The family whose son inspired legislation to crack down on the exploitation of children on social media is condemning a White House intervention that secured administration support for a child online safety package — while allowing Meta and Google to send lower-level executives to testify before the Senate Judiciary Committee in place of their CEOs.
“It was our understanding that this legislation was never intended to become a political bargaining chip,” Tania and Tim Woods wrote in a Wednesday letter obtained by POLITICO sent to Senate Judiciary Chair Chuck Grassley (R-Iowa), ranking member Dick Durbin (D-Ill.), other members of the committee and the White House. “It was created because children have died.”
James Woods, for whom the James T. Woods Act was named, was a 17-year-old Instagram user who died by suicide after being sexually extorted on the platform.

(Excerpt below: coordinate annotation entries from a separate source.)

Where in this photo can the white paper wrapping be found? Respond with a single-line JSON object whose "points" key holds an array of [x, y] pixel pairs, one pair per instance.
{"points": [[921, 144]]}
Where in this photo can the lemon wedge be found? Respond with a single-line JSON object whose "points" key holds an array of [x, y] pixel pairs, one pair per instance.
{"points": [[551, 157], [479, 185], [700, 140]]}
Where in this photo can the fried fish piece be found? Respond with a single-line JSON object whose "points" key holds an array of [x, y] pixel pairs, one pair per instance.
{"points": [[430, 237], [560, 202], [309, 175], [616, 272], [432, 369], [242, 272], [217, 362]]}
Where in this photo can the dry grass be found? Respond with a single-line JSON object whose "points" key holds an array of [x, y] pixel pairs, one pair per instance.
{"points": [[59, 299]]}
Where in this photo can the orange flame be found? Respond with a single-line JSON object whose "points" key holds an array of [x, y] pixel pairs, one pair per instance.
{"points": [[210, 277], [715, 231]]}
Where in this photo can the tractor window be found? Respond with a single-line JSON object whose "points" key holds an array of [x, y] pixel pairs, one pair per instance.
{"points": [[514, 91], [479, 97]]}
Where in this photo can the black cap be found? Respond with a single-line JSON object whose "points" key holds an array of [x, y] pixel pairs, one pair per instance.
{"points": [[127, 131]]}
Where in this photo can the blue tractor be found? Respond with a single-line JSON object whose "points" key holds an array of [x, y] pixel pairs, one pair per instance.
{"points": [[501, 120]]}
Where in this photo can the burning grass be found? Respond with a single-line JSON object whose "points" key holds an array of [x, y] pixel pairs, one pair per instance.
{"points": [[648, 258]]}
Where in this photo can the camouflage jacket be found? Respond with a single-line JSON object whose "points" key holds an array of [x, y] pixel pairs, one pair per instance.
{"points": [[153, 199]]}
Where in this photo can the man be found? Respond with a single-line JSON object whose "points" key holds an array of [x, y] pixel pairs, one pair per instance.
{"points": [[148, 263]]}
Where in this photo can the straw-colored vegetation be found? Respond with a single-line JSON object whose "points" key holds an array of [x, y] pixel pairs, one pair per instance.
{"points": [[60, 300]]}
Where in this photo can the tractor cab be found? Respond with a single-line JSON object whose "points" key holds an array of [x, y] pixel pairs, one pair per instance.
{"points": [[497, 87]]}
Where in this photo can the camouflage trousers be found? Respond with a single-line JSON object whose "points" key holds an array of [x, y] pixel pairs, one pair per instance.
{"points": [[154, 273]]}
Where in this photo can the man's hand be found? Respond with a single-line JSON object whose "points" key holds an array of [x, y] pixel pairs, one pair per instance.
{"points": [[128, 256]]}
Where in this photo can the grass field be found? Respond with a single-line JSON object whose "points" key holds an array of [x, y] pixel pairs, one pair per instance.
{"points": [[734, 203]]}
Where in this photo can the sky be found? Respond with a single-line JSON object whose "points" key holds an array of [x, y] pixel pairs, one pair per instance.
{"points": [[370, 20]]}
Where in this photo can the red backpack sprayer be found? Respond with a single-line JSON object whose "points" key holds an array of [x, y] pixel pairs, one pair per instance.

His parents, Tania and Tim Woods, have since campaigned for tougher laws to prevent and penalize exploitation of children online — like the legislative package pending before the Judiciary Committee that would strengthen sentencing and criminal laws to help law enforcement prosecute individuals and groups that manipulate children on the internet.
Grassley has been working hard to advance the package, while also calling on the CEOs of Meta, Google, TikTok and Snap to testify before his committee about child online safety practices, among other topics.
But, after Meta representatives met with White House staff to express concerns about the hearing, the administration brokered a deal with Grassley that allowed lower-level executives at Meta and Google to testify in place of their CEOs in exchange for White House support of the James T. Woods Act, five people with knowledge of the events previously told POLITICO.
Calling on Meta CEO Mark Zuckerberg to appear before the committee, Tania and Tim Woods criticized the deal in their letter Wednesday, calling it “devastating for families like ours because it suggests that access and influence may carry more weight than the lives of children.”
“Mark Zuckerberg should not be negotiating the future of child safety legislation,” they wrote. “He should be answering for the role Meta has played in exposing children to predators and for the countless opportunities the company has had to make its platforms safer.”
Grassley’s Press Secretary Hannah Akey in a statement said the committee chair has worked hard with impacted families, law enforcement and child safety organizations to draft legislation to combat online child exploitation.
“The James T. Woods Act is a hugely bipartisan and widely supported bill that tackles disgusting crimes harming children nationwide … [Grassley] will continue his ongoing investigations of Big Tech, while also passing laws that will protect children across America,” Akey added.
Meta, Durbin and the White House did not immediately respond to a request for comment.